Anyway, I went home, put on the LBD (Little Black Dress), lipstick and my red, patent leather, pointy-toed stilettos and headed over to The Donald’s. The thing about these $500/plate galas is you realize, immediately, that rich people – the top one percent of the ten percent – really aren’t that different from you and me. They have money. Lots of money. But that’s it. They are still people – human beings. We may think they are insensitive, arrogant, self-righteous, clueless bigots but I am no longer willing to write them all off as insensitive, arrogant, self-righteous, clueless bigots. They’re people who just happen to have a lot of money. A whole lot of money.
My meds FINALLY came in the mail. Amen. I take three meds, but I ran out of one before the refills came in the mail. Three days without one of the meds. Three days. My brain was starting to feel squishy. I had a horrible nightmare and I could feel a tsunami size headache building behind my eyes. Just a day after resuming the med I felt like my delightful self again.
Am I an idiot or what? I went to my nurse practitioner today and told her about my little refill snafu. She writes me scripts for three months worth of each of my meds. I send them to my insurance company’s pharmacy and, voila, three months worth of meds arrive in the mail. She explained that I don’t have to wait until I am almost out of my meds to send in the refill prescriptions. I told her I knew that. She shook her head. I know. There is no excuse.
I like Pat, my nurse practitioner. I see her every three months and have been doing that for about five years, unless she changes the dosage. Then I have to call her and visit her every week for awhile. Kind of a pain in the butt but I trust Pat with my life. She saved me, along with my therapist. You gotta trust the person writing your scripts. This is very, very important. It’s not like the kind of trust you put in the doctor who writes you a script for a Z-Pak and a couple days later that infection is gone.
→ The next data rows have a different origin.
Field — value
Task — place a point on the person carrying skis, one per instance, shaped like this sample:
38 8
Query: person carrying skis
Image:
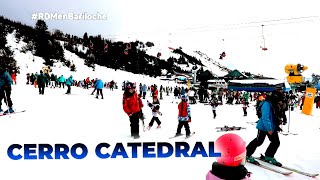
267 126
5 90
233 158
132 105
184 116
155 106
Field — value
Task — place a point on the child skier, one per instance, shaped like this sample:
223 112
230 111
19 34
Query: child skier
184 116
155 106
233 157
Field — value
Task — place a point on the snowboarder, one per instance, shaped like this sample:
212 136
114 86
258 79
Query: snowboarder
132 105
5 89
233 157
184 116
155 106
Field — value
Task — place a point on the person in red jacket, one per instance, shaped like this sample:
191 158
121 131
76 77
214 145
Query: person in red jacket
132 105
14 77
184 116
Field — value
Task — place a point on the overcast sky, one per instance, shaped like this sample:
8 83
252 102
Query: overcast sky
199 25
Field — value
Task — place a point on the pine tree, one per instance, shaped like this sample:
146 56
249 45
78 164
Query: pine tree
6 55
42 42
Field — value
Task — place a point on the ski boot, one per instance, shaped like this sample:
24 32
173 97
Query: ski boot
270 160
250 159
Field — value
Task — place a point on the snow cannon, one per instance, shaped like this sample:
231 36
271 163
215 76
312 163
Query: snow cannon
294 73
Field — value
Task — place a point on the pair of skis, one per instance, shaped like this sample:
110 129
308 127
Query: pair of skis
286 172
193 133
15 112
229 128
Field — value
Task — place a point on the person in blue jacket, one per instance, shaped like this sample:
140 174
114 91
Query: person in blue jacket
266 127
99 86
5 89
69 82
62 81
144 91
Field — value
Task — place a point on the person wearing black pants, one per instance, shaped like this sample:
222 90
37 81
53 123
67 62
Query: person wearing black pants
258 141
99 86
184 116
186 127
134 124
155 106
41 80
132 105
267 126
5 89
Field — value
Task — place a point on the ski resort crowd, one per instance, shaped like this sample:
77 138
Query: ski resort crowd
270 107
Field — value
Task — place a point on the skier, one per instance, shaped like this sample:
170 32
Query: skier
132 105
214 104
14 77
233 157
155 106
41 80
267 126
99 86
175 94
5 89
245 105
69 82
184 116
144 91
62 81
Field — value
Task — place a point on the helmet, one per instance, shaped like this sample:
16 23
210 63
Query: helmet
232 149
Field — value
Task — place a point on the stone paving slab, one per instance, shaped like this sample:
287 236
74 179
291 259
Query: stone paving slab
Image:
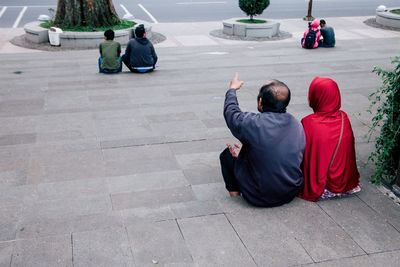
113 169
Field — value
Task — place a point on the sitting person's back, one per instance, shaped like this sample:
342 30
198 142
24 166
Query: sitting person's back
311 36
267 170
110 61
329 164
328 35
140 55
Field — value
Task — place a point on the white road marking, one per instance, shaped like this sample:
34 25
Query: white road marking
148 13
217 53
200 3
2 11
31 6
124 8
21 14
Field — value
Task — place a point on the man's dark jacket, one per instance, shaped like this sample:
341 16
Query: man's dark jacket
141 53
268 167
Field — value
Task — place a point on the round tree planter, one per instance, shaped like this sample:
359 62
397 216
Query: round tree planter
36 34
387 18
259 30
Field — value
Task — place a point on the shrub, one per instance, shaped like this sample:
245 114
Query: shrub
387 147
253 7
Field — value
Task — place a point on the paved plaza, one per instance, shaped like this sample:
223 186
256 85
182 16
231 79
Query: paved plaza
123 170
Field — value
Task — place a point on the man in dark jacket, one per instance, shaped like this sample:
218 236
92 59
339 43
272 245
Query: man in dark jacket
266 169
140 55
328 35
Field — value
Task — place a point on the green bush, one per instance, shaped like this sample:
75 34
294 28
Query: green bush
387 117
253 7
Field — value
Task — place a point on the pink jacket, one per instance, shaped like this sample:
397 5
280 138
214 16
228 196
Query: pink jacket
314 26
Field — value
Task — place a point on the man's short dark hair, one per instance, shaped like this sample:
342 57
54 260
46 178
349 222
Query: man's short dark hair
109 34
275 96
140 31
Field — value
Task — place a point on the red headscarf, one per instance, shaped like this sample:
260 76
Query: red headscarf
322 130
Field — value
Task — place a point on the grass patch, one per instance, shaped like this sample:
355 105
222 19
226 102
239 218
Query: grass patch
124 24
254 21
395 11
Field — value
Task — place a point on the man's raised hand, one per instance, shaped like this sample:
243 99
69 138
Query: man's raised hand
235 82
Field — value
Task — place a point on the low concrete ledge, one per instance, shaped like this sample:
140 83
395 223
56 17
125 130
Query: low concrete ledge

I am talking about the kind of trust you put in someone to whom you have given your brain. Literally. You have to really, really trust this person because you have only one brain. We’re not talking about kidneys or eyes and ears. You lose one of those and you can still live. But you have one brain. That’s it.
I screwed up. I am blessed to have an amazing prescription drug plan. I send in my prescriptions for $60, I get a three-month supply. Doesn’t matter which drug or how much it really costs. I pay just $60. So, why do I wait until I am nearly out of my meds to mail in the refills?
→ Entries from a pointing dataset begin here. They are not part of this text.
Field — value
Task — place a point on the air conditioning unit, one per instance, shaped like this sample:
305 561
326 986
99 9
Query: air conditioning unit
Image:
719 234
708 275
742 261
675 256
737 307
This time I waited so long that I have run out of one of my meds. Today is my third day without it. I called the prescription service and they said they sent it four days ago. Hopefully, it will come today. Still, I am going to see my nurse practitioner first thing on Monday morning.
I have never been this reckless before with my medications. I always – ALWAYS – take them as prescribed and I feel good, even great, most of the time. I’m waiting for withdrawal to kick in. Last night I had an incredibly vivid and terrible dream. I was in a building – seemed like a hotel – and it was stormed by some guys who were going from room-to-room shooting people. Everyone was trying to hide. I was under a table covered with a long tablecloth. Another woman was with me. The shooter pulled back the tablecloth and killed her but did not see me. I woke up with my mouth hanging open, feeling like I had been in such a deep sleep for so long that I could not move. And now I am feeling a little manicky. I’m not bouncing off the walls but, man, do I have some great ideas!